A misofobia dos cagões

Há quem tenha a mania das limpezas e medo de se sujar. A isso dá-se o nome de misofobia. E, segundo o dicionário, trata-se do medo patológico da sujidade ou dos contactos contaminantes. Pois é, parece que há gente a quem o suor não perdoa quando se vê rodeado de lixo e que só se recompõe quando se sente protegido em ambientes limpos. Isto lembra-me a história que o M. me conta sempre quando a noite vai avançada e o rum começa a fazer o seu efeito. Certa vez, havendo uma greve dos trabalhadores da recolha do lixo, em Sintra, uma empresa, ou fura-greves (não me recordo de todos os pormenores), preparou-se para limpar as ruas daquele concelho. A polícia deslocou-se para estabelecer a ordem e impor a paz social e foi recebida por populares que lhes lançavam sacos cheios de lixo.

Com o patrocínio da Habana Club, isto parece-me uma boa metáfora. E parece-me uma boa metáfora porque às vezes temos mesmo de nos sujar para levar adiante aquilo em que acreditamos e defendemos. Mas há gente que não só não se suja literalmente como tampouco tem a coragem de assumir posições que vão além do politicamente aceite pela maioria. São aqueles que se sentam no muro. São aqueles que só fazem prognósticos depois do jogo. São aqueles a quem o povo comummente apelida de cagões. Fazem-me lembrar “o tipo de oportunista desprezado nas frentes de combate em todo o mundo”, descrito por Ryszard Kapuscinsky, que gritavam “Camarada! Irmão!” nos postos de controlo angolanos quando não sabiam se pertenciam ao MPLA ou à UNITA.

Por isso, há muita gente que prefere viver entre as paredes limpas da opinião pública. Porque não querem sujar a reputação e porque dependem economicamente dos que, efectivamente, são a opinião pública. Mas parecem gajos porreiros. Normalmente, dizem-se de esquerda e são os mais combativos defensores de todas as causas que não ponham em causa o capitalismo. Não lhes faz confusão assumirem-se como os primeiros defensores da emancipação das mulheres e condenarem a intervenção soviética no Afeganistão. Mas lá estão eles a participar em fóruns contra os maltratos dos talibãs sobre as afegãs.
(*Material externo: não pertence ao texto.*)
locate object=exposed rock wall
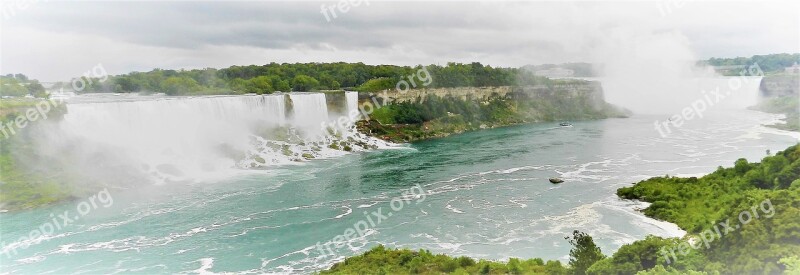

É também esta espécie que repete toda a qualidade de clichés inventados contra a Líbia e que clama pela defesa dos civis inocentes. E para a sua defesa nada melhor do que abrir caminho à NATO para matar civis inocentes. Nisto, depois, há os que se apiedam e dizem que nunca quiseram o derramamento de sangue. Só queriam o embargo aéreo e agora têm o extremismo religioso no poder.

Agora que a papinha está feita na Líbia, clamam pela defesa dos civis inocentes e não compreendem que há mortos dos dois lados. Que há civis e há inocentes dos dois lados. Repetem os mesmos clichés e acreditam em tudo o que aparece na televisão. Novamente, não lhes importa que a Síria seja um país laico e que esteja a anos-luz no campo dos direitos sociais de outros países contra os quais nunca levantaram a voz. Também não lhes importa que, uma vez mais, seja o extremismo religioso a tomar as rédeas de uma luta patrocinada pelo imperialismo. E quem ousar defender a independência da Síria e não alinhar na estratégia imperialista só pode ser partidário do totalitarismo. É por isso que não suportam ver imagens que contradigam tudo aquilo que as agências de notícias lhes andaram a dizer durante meses. Um milhão de pessoas nas ruas de Damasco não pode ser uma demonstração de apoio à soberania da Síria. Tem necessariamente de ser uma parada fascista comparada às de Hitler e Salazar. Porque os que não comungam a estratégia imperialista não podem ser democratas. São acéfalos e acríticos.

Eu como nunca me considerei um cagão digo-o sem tibiezas: apesar de não ser o modelo de sociedade que defendo e apesar de todas as críticas que possa fazer ao regime, apoio a resistência do povo sírio contra qualquer espécie de provocações e, principalmente, contra as ambições imperialistas. Como não sou um intelectual que gosta de viver na segurança dos consensos, um milhão é mesmo um milhão.